7.23.2016

listen up, people

Another online litmag with one of those masthead manifestos written by an editor too young to understand how much his exhortations sound like echoes.

2 comments:

Joseph Hutchison said...

Youth doesn't have to mean ignorance, but elders encourage it.

A fellow poet told me the other day that he'd given a reading back East and was chatting afterward with a young, newly minted MFA graduate. As the conversatiion wandered along, my friend mentioned Prufrock. The grad, whose concentration had been in the writing of poetry, looked puzzled.

You know, my friend said. From Eliot's poem.

The budding bard admitted he hadn't heard of Eliot.

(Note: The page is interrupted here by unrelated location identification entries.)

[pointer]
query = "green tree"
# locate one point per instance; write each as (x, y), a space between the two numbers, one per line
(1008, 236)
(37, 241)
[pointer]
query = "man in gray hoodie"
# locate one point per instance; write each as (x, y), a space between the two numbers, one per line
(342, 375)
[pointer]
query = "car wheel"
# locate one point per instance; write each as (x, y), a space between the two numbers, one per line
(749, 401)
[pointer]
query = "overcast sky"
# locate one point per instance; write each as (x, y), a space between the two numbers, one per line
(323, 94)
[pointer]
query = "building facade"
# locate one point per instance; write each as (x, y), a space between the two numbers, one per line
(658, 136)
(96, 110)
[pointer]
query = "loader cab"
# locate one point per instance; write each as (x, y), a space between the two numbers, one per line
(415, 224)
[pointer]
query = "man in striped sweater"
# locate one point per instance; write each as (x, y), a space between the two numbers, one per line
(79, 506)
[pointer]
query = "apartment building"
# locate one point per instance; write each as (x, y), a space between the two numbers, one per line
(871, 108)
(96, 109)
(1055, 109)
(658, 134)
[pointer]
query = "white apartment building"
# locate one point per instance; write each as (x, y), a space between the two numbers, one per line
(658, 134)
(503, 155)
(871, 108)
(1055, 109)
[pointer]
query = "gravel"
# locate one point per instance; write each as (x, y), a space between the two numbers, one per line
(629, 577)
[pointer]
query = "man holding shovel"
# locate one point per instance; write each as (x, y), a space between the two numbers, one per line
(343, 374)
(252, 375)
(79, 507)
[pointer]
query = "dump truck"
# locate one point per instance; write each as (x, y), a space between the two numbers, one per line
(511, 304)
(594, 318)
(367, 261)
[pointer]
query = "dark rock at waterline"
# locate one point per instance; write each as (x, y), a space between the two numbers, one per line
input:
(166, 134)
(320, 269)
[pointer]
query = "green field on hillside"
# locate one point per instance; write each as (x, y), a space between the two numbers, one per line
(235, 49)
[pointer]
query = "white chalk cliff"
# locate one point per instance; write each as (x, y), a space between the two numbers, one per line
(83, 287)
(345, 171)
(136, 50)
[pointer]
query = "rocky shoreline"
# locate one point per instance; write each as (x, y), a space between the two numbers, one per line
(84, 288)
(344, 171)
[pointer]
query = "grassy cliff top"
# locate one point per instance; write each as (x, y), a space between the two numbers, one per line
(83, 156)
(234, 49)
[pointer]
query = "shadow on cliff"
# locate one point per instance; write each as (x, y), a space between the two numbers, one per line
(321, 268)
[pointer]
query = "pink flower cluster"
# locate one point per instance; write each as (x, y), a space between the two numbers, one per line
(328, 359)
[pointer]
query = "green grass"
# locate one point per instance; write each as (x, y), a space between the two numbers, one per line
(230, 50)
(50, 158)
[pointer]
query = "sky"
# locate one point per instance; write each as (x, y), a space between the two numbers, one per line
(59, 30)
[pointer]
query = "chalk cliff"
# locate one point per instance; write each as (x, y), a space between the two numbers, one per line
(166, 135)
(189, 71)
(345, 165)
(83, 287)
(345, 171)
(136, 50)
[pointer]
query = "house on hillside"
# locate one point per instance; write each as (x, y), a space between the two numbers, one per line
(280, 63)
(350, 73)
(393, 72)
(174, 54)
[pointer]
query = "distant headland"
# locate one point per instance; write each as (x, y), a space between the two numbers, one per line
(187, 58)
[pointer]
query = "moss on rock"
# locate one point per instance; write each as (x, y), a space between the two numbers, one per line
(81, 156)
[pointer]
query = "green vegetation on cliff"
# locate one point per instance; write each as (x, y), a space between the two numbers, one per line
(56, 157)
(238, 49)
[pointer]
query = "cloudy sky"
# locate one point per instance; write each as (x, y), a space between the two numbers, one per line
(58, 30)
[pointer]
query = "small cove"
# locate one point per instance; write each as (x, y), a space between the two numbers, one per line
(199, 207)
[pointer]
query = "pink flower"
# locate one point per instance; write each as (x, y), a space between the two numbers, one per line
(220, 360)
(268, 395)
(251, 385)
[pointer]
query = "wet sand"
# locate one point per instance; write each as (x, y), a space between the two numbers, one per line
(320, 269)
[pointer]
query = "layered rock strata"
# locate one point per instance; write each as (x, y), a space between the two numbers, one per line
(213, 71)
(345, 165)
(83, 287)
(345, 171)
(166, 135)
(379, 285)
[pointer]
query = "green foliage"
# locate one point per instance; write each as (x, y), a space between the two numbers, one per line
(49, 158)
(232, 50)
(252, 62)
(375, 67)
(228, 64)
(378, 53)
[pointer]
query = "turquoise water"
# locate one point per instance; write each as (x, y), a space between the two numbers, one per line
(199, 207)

You didn't read T. S. Eliot in school?

The kid shook his head. Was he any good?

It's fair to wonder who the elders are that taught this young man. Are they incompetent or simply ignorant themselves? Or are they mere functionaries in a system designed to cash checks and issue degrees? Pairs of ragged claws, so to speak....

JforJames said...

I hear you. If a person can come out of a MFA program in Poetry without at least some general recognition of Eliot/Prufrock, you have to wonder about the pedagogy behind the endeavor. No one can be expected to have read everything, as I'm increasingly reminded as I age, but you have to be exposed to certain touch points (I won't say touchstones). Probably more importantly the mentors/teachers should attempt to instill some hunger to explore poetry at large, as a whole, across cultures, and not be content with poetry as I/we happen to write it in these times.